One can make use of the ``;`` (split-statement) control
character, which ends the current list::

    print;          # (print)

Wrap-Around Lines
^^^^^^^^^^^^^^^^^

There are often situations when a high number of elements in a list
interferes with best practices of formatting source code and exceeds the line
column limit (typically 80 or 100).

In braced lists, the problem is easily corrected::

    # import many symbols from an external module into the active namespace
    (import-from "OpenGL"
        glBindBuffer GL_UNIFORM_BUFFER glClear GL_COLOR_BUFFER_BIT
        GL_STENCIL_BUFFER_BIT GL_DEPTH_BUFFER_BIT glViewport glUseProgram
        glDrawArrays glEnable glDisable GL_TRIANGLE_STRIP)

The naked approach interprets each new line as a nested list::

    # produces runtime errors
    import-from "OpenGL"
        glBindBuffer GL_UNIFORM_BUFFER glClear GL_COLOR_BUFFER_BIT
        GL_STENCIL_BUFFER_BIT GL_DEPTH_BUFFER_BIT glViewport glUseProgram
        glDrawArrays glEnable glDisable GL_TRIANGLE_STRIP

    # braced equivalent of the term above; each line is interpreted
    # as a function call and fails.
    (import-from "OpenGL"
        (glBindBuffer GL_UNIFORM_BUFFER glClear GL_COLOR_BUFFER_BIT)
        (GL_STENCIL_BUFFER_BIT GL_DEPTH_BUFFER_BIT glViewport glUseProgram)
        (glDrawArrays glEnable glDisable GL_TRIANGLE_STRIP))

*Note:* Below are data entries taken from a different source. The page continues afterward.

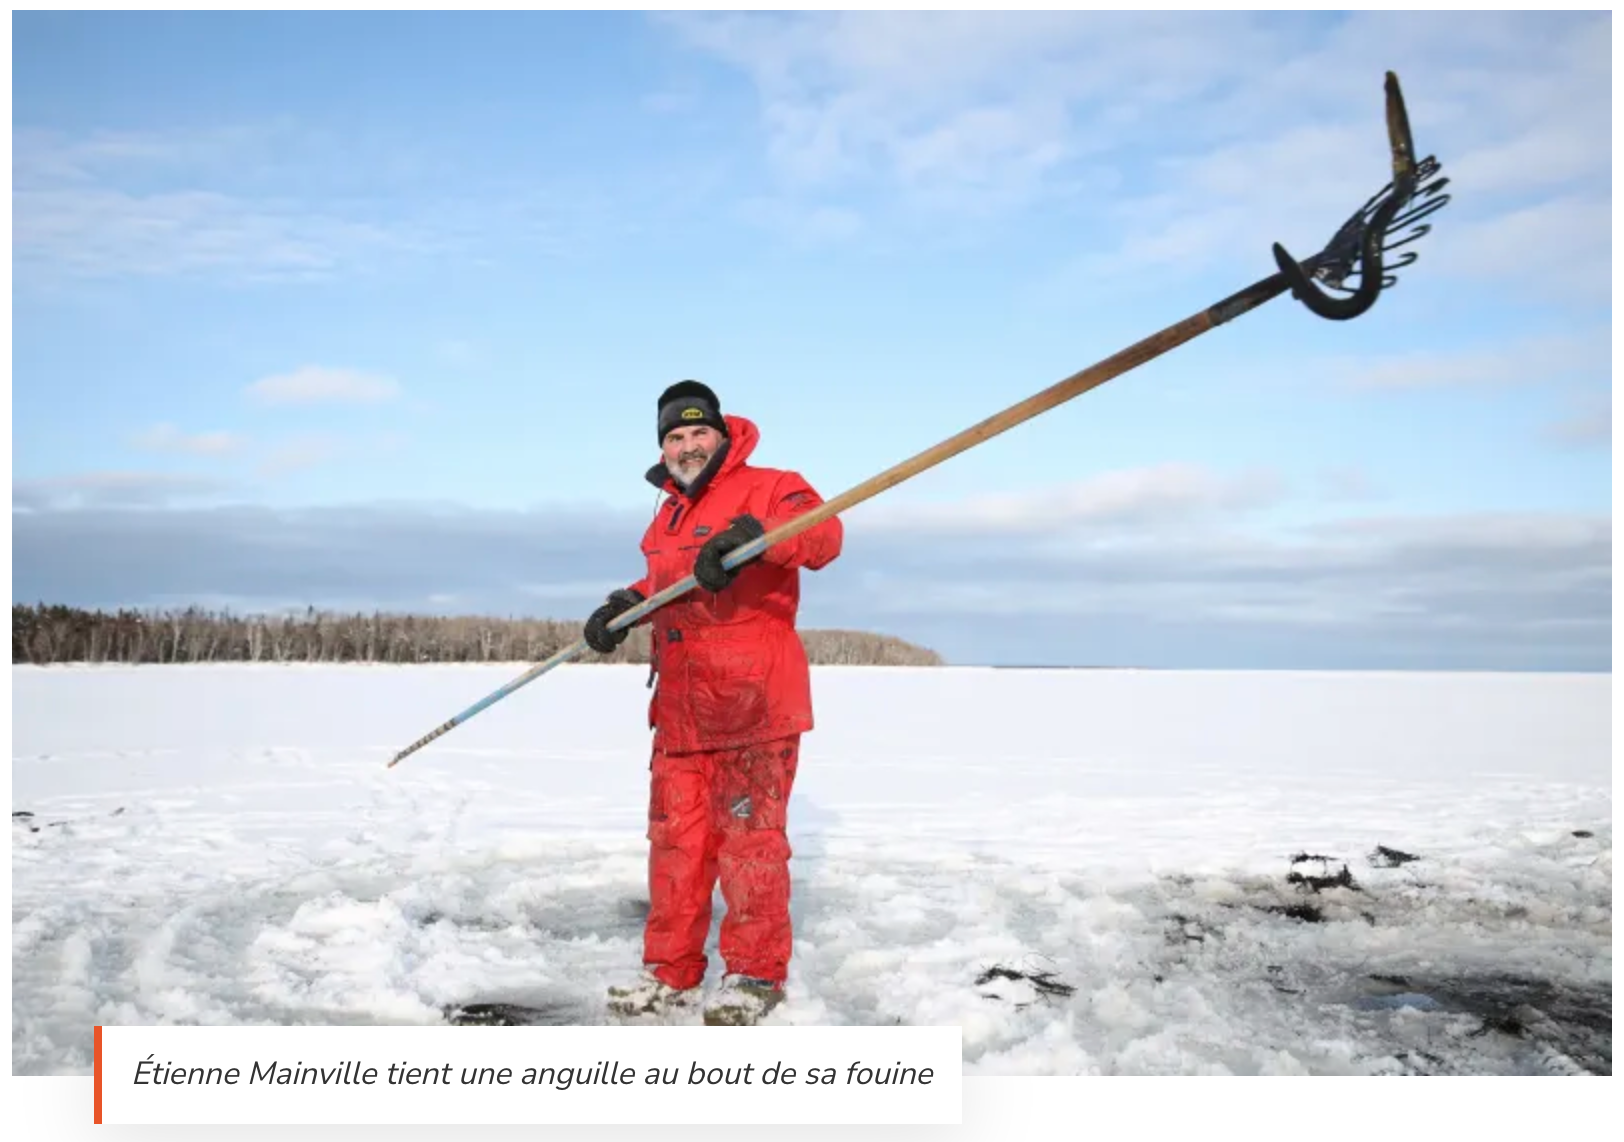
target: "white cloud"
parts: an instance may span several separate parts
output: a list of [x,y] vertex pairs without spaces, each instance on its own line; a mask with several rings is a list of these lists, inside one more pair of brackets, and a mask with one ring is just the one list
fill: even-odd
[[1320,494],[1331,501],[1381,499],[1387,493],[1370,472],[1357,466],[1327,468],[1319,474]]
[[[328,138],[292,126],[18,132],[19,280],[307,281],[533,237],[534,193],[427,181],[418,140]],[[417,188],[411,199],[399,188]],[[532,188],[533,190],[533,188]],[[441,201],[433,201],[434,197]],[[467,203],[480,198],[477,209]]]
[[185,433],[173,424],[156,424],[133,439],[137,448],[150,452],[177,452],[194,456],[221,456],[243,445],[234,432]]
[[1258,261],[1274,241],[1318,250],[1386,180],[1389,68],[1421,153],[1465,195],[1410,248],[1425,280],[1585,300],[1610,284],[1606,14],[662,19],[751,79],[765,156],[807,209],[868,212],[851,196],[878,190],[927,218],[1086,211],[1111,242],[1057,290]]
[[1265,507],[1283,490],[1283,480],[1272,472],[1225,475],[1200,465],[1171,463],[1105,472],[1034,492],[971,496],[948,504],[881,504],[854,517],[853,526],[890,532],[1054,535],[1078,526],[1122,529]]
[[698,104],[699,97],[686,90],[651,91],[640,100],[643,110],[651,115],[683,115]]
[[1376,545],[1390,551],[1494,551],[1531,559],[1555,556],[1560,561],[1562,552],[1605,543],[1612,521],[1578,513],[1475,512],[1353,517],[1309,525],[1304,531],[1332,543]]
[[1447,231],[1439,222],[1436,259],[1457,277],[1508,282],[1559,301],[1609,296],[1613,207],[1605,191],[1565,193],[1450,222]]
[[406,438],[396,432],[297,433],[268,445],[260,453],[255,470],[263,478],[274,478],[323,464],[384,456],[405,445]]
[[1606,516],[1556,513],[1231,521],[1065,545],[1004,537],[970,558],[949,557],[962,542],[947,531],[864,534],[850,546],[881,570],[839,607],[990,641],[1091,623],[1130,632],[1119,641],[1140,658],[1167,658],[1169,640],[1223,661],[1228,643],[1284,639],[1298,662],[1594,664],[1611,640],[1611,532]]
[[[643,520],[414,505],[19,512],[14,578],[19,597],[92,606],[229,594],[413,610],[455,595],[469,614],[580,619],[624,582]],[[946,518],[853,526],[842,558],[803,580],[803,625],[885,629],[958,661],[1098,661],[1108,646],[1157,664],[1606,668],[1611,535],[1606,515],[1558,513],[1281,528],[1230,511],[1199,527],[991,536]]]
[[1583,403],[1579,411],[1549,424],[1545,439],[1567,448],[1611,448],[1613,445],[1612,394]]
[[260,404],[379,404],[399,396],[400,385],[376,373],[305,365],[263,377],[245,391]]
[[83,134],[24,127],[15,140],[16,186],[93,184],[121,173],[187,170],[212,175],[252,167],[276,143],[273,127],[95,130]]
[[863,218],[854,210],[791,199],[746,199],[740,212],[745,221],[775,231],[797,246],[841,241],[863,229]]
[[72,508],[162,507],[180,500],[217,495],[230,487],[222,480],[165,472],[79,472],[17,480],[13,511],[45,512]]
[[[875,176],[1006,201],[1135,120],[1251,66],[1249,17],[1193,13],[834,12],[667,18],[755,82],[791,185]],[[1214,51],[1217,35],[1225,50]],[[1147,79],[1147,76],[1150,77]],[[1079,130],[1077,105],[1106,113]]]
[[259,463],[261,476],[282,476],[314,468],[336,459],[343,451],[339,438],[327,433],[295,436],[266,450]]
[[1576,375],[1605,375],[1608,333],[1530,337],[1484,348],[1447,348],[1330,362],[1325,371],[1354,389],[1487,388],[1541,385]]
[[430,248],[369,218],[199,189],[18,190],[12,210],[19,265],[55,276],[301,279]]
[[1602,163],[1592,123],[1553,117],[1463,152],[1450,161],[1449,174],[1475,194],[1517,193],[1592,177],[1600,173]]
[[434,355],[452,369],[476,369],[485,363],[485,354],[471,341],[448,337],[435,343]]

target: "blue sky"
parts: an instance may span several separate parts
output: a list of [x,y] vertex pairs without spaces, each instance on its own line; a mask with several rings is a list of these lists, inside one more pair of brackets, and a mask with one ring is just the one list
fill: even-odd
[[699,377],[957,662],[1610,669],[1611,14],[18,13],[13,598],[579,617]]

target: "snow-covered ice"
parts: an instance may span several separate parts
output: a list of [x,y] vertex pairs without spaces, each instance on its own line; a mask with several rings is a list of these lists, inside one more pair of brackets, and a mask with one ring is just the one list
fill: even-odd
[[[14,1072],[88,1073],[98,1022],[597,1019],[641,948],[644,669],[385,768],[522,669],[14,667]],[[1611,1072],[1608,675],[814,686],[774,1021],[957,1024],[982,1075]]]

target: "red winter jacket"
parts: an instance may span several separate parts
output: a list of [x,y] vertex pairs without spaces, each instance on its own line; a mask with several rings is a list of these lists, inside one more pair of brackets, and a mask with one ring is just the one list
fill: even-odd
[[[644,598],[693,574],[705,540],[735,516],[772,531],[823,502],[799,473],[751,467],[759,430],[740,416],[725,420],[727,453],[692,497],[663,462],[648,471],[670,494],[643,535],[648,574],[631,587]],[[733,749],[812,728],[811,674],[795,629],[798,568],[827,566],[843,538],[839,517],[826,519],[745,563],[720,594],[696,586],[642,620],[659,678],[649,702],[655,749]]]

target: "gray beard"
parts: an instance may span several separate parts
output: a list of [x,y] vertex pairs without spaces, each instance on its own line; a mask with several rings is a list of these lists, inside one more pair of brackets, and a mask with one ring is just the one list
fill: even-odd
[[671,478],[677,482],[678,487],[686,488],[699,477],[699,474],[705,470],[705,465],[708,463],[710,463],[710,460],[707,458],[706,460],[701,461],[699,464],[694,465],[693,475],[691,476],[683,475],[682,468],[671,463],[669,460],[666,461],[665,470],[671,474]]

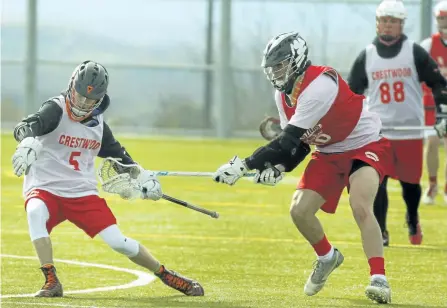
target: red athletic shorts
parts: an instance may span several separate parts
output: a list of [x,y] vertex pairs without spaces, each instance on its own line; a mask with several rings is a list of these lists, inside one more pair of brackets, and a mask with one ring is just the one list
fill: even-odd
[[419,184],[422,177],[423,139],[390,140],[395,173],[393,179]]
[[[424,86],[425,88],[425,86]],[[431,95],[431,91],[429,91],[430,94],[424,94],[423,101],[424,101],[424,111],[425,111],[425,125],[435,125],[436,124],[436,104],[435,99],[433,98],[433,95]]]
[[61,222],[68,220],[93,238],[105,228],[116,224],[116,218],[106,201],[96,195],[63,198],[45,190],[35,189],[26,196],[25,209],[32,198],[42,200],[48,208],[48,233]]
[[436,109],[425,109],[425,125],[431,126],[436,124]]
[[343,189],[349,188],[349,173],[354,160],[361,160],[377,170],[380,181],[394,173],[391,145],[382,138],[356,150],[344,153],[312,153],[312,158],[298,183],[298,189],[319,193],[326,202],[321,209],[335,213]]

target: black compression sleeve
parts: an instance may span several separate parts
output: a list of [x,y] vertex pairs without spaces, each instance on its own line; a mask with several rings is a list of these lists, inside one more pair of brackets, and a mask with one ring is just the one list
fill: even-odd
[[362,95],[368,88],[368,76],[366,75],[366,50],[363,50],[355,59],[349,72],[348,84],[351,91]]
[[99,150],[98,156],[101,158],[121,158],[121,163],[126,165],[135,163],[129,153],[127,153],[126,149],[115,139],[112,130],[106,122],[104,122],[101,149]]
[[261,171],[278,164],[284,165],[286,171],[293,170],[310,151],[309,146],[300,140],[305,132],[303,128],[287,125],[278,137],[247,157],[245,164],[250,170]]
[[419,81],[425,82],[430,88],[447,87],[446,79],[441,75],[438,64],[430,57],[427,51],[418,44],[413,45],[414,64]]
[[57,128],[62,117],[62,108],[53,101],[43,103],[39,111],[24,118],[14,128],[14,138],[20,142],[26,137],[43,136]]

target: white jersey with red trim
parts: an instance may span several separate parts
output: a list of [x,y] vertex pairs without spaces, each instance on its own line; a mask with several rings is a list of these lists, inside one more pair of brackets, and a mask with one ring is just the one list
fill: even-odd
[[62,95],[52,101],[62,108],[62,118],[54,131],[36,137],[43,147],[25,176],[23,194],[42,189],[67,198],[97,195],[94,162],[101,148],[103,116],[97,116],[99,125],[88,127],[70,120]]
[[[380,115],[385,127],[424,125],[422,89],[413,44],[405,40],[401,51],[393,58],[380,57],[374,44],[366,47],[366,107]],[[383,135],[394,140],[421,139],[423,131],[384,130]]]
[[363,96],[351,92],[333,69],[309,67],[301,89],[296,102],[287,104],[279,91],[275,101],[283,129],[288,124],[307,129],[303,142],[323,153],[339,153],[381,138],[379,116],[363,108]]

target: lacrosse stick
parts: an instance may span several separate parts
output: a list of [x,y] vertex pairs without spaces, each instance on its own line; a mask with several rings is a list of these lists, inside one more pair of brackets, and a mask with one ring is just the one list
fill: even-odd
[[[144,169],[137,164],[124,165],[115,158],[107,157],[102,160],[97,173],[102,189],[105,192],[118,194],[125,200],[133,200],[140,197],[143,193],[137,180],[138,175],[143,170]],[[202,214],[206,214],[212,218],[217,219],[219,217],[219,213],[217,212],[209,211],[200,206],[165,194],[163,194],[161,198]]]
[[[213,172],[190,172],[190,171],[154,171],[157,176],[197,176],[212,177]],[[244,177],[254,177],[256,173],[246,173]]]
[[382,130],[400,131],[400,130],[433,130],[433,126],[396,126],[396,127],[382,127]]

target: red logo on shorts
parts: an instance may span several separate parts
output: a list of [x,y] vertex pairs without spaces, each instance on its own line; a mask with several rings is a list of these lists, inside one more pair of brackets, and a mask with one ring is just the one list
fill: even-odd
[[368,157],[369,159],[372,159],[373,161],[379,161],[379,157],[377,156],[376,153],[373,152],[365,152],[366,157]]

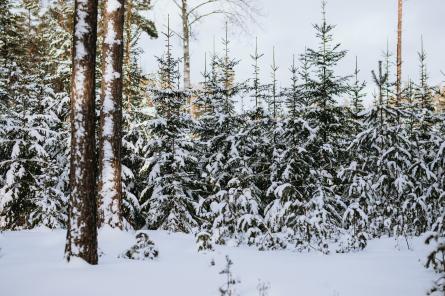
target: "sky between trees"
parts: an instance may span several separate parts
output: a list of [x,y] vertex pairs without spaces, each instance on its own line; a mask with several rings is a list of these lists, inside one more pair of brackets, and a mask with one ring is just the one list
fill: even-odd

This can be fixed by using the ``splice-line`` control character, ``\``::

    # correct solution using splice-line, postfix style
    import-from "OpenGL" \
        glBindBuffer GL_UNIFORM_BUFFER glClear GL_COLOR_BUFFER_BIT \
        GL_STENCIL_BUFFER_BIT GL_DEPTH_BUFFER_BIT glViewport glUseProgram \
        glDrawArrays glEnable glDisable GL_TRIANGLE_STRIP

Unlike in other languages, and as previously demonstrated, ``\`` splices at the
token level rather than the character level, and can therefore also be placed
at the beginning of nested lines, where the parent is still the active list::

    # correct solution using splice-line, prefix style
    import-from "OpenGL"
        \ glBindBuffer GL_UNIFORM_BUFFER glClear GL_COLOR_BUFFER_BIT
        \ GL_STENCIL_BUFFER_BIT GL_DEPTH_BUFFER_BIT glViewport glUseProgram
        \ glDrawArrays glEnable glDisable GL_TRIANGLE_STRIP

Tail Splicing
^^^^^^^^^^^^^

While naked notation is ideal for writing nested lists that accumulate
at the tail::

    # braced
    (a b c
        (d e f
            (g h i))
        (j k l))

    # naked
    a b c
        d e f
            g h i
        j k l

...there are complications when additional elements need to be spliced back into
the parent list::

    (a b c
        (d e f
            (g h i))
        j k l)

Once again, we can reuse the splice-line control character to get what we want::

    a b c
        d e f
            g h i
        \ j k l

Left-Hand Nesting
^^^^^^^^^^^^^^^^^

When using infix notation, conditional blocks or functions producing functions,
lists occur that nest at the head level rather than the tail::

    ((((a b)
        c d)
            e f)
                g h)

The equivalent naked mode version makes extensive use of list separator and
splice-line characters to describe the same tree::

    # equivalent structure
    ;
        ;
            ;
                a b
                \ c d
            \ e f
        \ g h

A more complex tree which also requires splicing elements back into the parent
list can be realized with the same combo of list separator and splice-line::

    # braced
    (a
        ((b
            (c d)) e)
        f g
        (h i))

    # naked
    a
        ;
            b
                c d
            \ e
        \ f g
        h i

While this example demonstrates the versatile usefulness of splice-line and
list separator, expressing similar trees in partially braced notation might
often be easier on the eyes.

As so often, the best format is the one that fits the context.